‘Militarisation’ of Bihar Varsity Campuses: Teachers’ Bodies Cry Foul
Temples of learning in Bihar are being turned into war zones, allege academicians, students and politicians who are protesting against the appointment of 12 retired Army officers and former bureaucrats as registrars of the state’s 10 universities.
Generally, teachers who are capable of handling administrative and financial responsibilities are appointed as university registrars. Unfortunately, none of the 12 heads appointed earlier this week, by Governor Satya Pal Malik, have teaching background.
Of the 12 newly-appointed head of the universities, 10 are ex-defense officials and rest two are retired ‘babus’ of the Bihar Administrative Services. The officials concerned have justified the controversial appointments, arguing that it has been done with an aim to check “mismanagements”, “financial irregularities” and “favoritism” about which there have been “frequent complaints”.
“Army officers are highly disciplined and therefore, they have better capabilities to streamline university operations,” said Principal Secretary to Governor Brijesh Mehrotra.

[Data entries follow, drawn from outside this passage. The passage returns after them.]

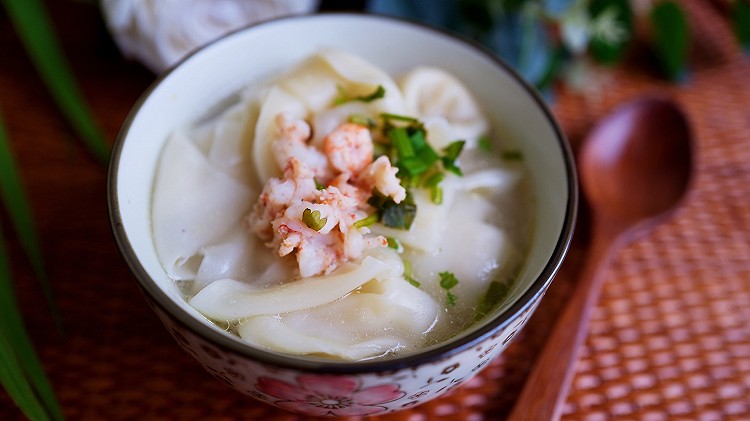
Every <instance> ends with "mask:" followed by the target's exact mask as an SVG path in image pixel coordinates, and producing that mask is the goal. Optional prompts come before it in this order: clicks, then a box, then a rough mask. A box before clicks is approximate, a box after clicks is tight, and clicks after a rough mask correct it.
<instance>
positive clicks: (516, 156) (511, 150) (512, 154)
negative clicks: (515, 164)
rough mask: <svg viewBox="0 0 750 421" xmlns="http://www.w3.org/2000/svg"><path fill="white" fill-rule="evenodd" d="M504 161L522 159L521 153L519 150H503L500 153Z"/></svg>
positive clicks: (518, 160) (522, 158) (518, 159)
mask: <svg viewBox="0 0 750 421" xmlns="http://www.w3.org/2000/svg"><path fill="white" fill-rule="evenodd" d="M500 156H501V157H502V158H503V159H504V160H506V161H522V160H523V154H522V153H521V151H519V150H507V151H503V153H502V154H501V155H500Z"/></svg>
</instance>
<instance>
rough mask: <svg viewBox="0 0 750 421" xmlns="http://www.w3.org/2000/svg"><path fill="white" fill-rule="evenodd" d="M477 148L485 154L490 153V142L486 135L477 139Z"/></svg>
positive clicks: (490, 142)
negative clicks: (483, 151)
mask: <svg viewBox="0 0 750 421" xmlns="http://www.w3.org/2000/svg"><path fill="white" fill-rule="evenodd" d="M477 146H478V147H479V149H481V150H483V151H485V152H492V141H491V140H490V138H489V136H487V135H482V136H480V137H479V139H478V140H477Z"/></svg>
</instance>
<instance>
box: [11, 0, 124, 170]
mask: <svg viewBox="0 0 750 421" xmlns="http://www.w3.org/2000/svg"><path fill="white" fill-rule="evenodd" d="M2 3H3V5H4V6H5V9H6V10H7V12H8V15H9V16H10V19H11V21H12V22H13V25H14V26H15V28H16V32H17V33H18V36H19V37H20V38H21V42H22V43H23V44H24V46H25V47H26V52H27V53H28V54H29V56H30V58H31V60H32V62H33V63H34V65H35V66H36V69H37V71H38V72H39V74H40V75H41V77H42V79H43V80H44V83H45V84H46V85H47V89H49V91H50V93H51V94H52V97H53V98H54V99H55V101H56V102H57V105H58V107H60V110H61V111H62V113H63V115H64V116H65V118H66V119H67V120H68V122H69V123H70V125H71V126H72V127H73V129H74V130H75V131H76V132H77V133H78V135H79V136H80V137H81V138H82V140H83V141H84V143H85V144H86V146H87V147H88V149H89V151H90V152H91V153H92V154H93V155H94V156H95V157H96V158H97V159H98V160H99V161H100V162H102V163H105V164H106V163H107V161H108V160H109V154H110V152H109V145H108V144H107V142H106V140H105V138H104V135H103V134H102V132H101V130H100V128H99V127H98V126H97V125H96V124H95V122H94V119H93V118H92V116H91V112H90V110H89V108H88V106H87V105H86V102H85V100H84V98H83V95H82V94H81V92H80V91H79V89H78V86H77V85H76V82H75V79H74V78H73V74H72V72H71V70H70V68H69V66H68V63H67V62H66V60H65V57H64V56H63V53H62V50H61V49H60V46H59V45H58V42H57V39H56V37H55V34H54V32H53V30H52V22H51V21H50V19H49V17H48V16H47V13H46V11H45V9H44V6H43V5H42V3H41V2H40V1H39V0H2Z"/></svg>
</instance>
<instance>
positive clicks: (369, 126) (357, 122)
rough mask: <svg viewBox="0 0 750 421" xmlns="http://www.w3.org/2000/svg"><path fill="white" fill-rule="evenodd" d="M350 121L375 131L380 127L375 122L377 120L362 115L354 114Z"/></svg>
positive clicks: (349, 118) (363, 115) (353, 123)
mask: <svg viewBox="0 0 750 421" xmlns="http://www.w3.org/2000/svg"><path fill="white" fill-rule="evenodd" d="M348 121H349V122H350V123H353V124H359V125H360V126H365V127H368V128H370V129H374V128H375V127H377V125H378V123H377V122H375V119H373V118H372V117H370V116H366V115H362V114H352V115H350V116H349V119H348Z"/></svg>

Previously, cases of favouritism and financial irregularities had surfaced when the teachers from the Universities were appointed as Registrars. The work of the registrars is to look after the administrative and financial work, and the Universities have apparently been going through the financial downturn.
The Governor's Secretariat had asked the Army headquarters to send a list of proposed candidates. The final selection was done according to the recommendations of the search committee, which comprised of the vice chancellors from the state’s three universities. The interview took place on March 16 and the appointments were notified on April 3.
The state's academicians' and teachers' bodies have criticised the decision and have alleged that it is an attempt to snatch away the varsities’ autonomy and control over the campuses.
“The move is aimed at creating fear psychosis in campuses. Universities are temples of learning and bureaucrats and Army officers do not fit in there. Campuses, which are meant for young students, must be dealt with extra sensitivity. The decision must be rolled back,” said KB Sinha, president of the Federation of University Teachers’ Associations of Bihar.
The appointments of the Army officials are also in violation of the Bihar State Universities (Amendment) Act, 2017 and the Patna University (Amendment) Act, 2017, that say that apart from academicians, only civil administration officials can be appointed as registrars.
The All India Federation of University and College Teachers’ Organisation (AIFUCTO)'s General Secretary Arun Kumar said the decision was taken without taking all stakeholders in confidence. “Neither the stakeholders were consulted, nor the matter was brought before the UGC-mandated Bihar State Higher Education Council. This is an anti-student decision imposed by the Centre,” he said and added that it as an attempt to “control the campuses by saffronising it”.
The teachers’ bodies – on one hand – are set to challenge the decision, but on the other, a few in the teaching fraternity have argued that the experiment should be given a chance before being criticised.
This appointment was believed to have been proposed by the Centre to the Governor who then sought Chief Minister Nitish Kumar’s approval. If sources are to be believed, Kumar had initially rejected the proposal, but later had to “surrender” before the “pressure” from the Bharatiya Janata Party (BJP) and the Governor. “It (such appointments) can be done in all BJP-ruled states without any hindrance but the Centre chose Bihar only to give a message that the decision has been taken by Kumar who enjoys a secular and liberal image. And if he can accept militarisation of the campuses, others should also follow the same. This is the crux of the decision,” an official told Newsclick, on the conditions of strict anonymity.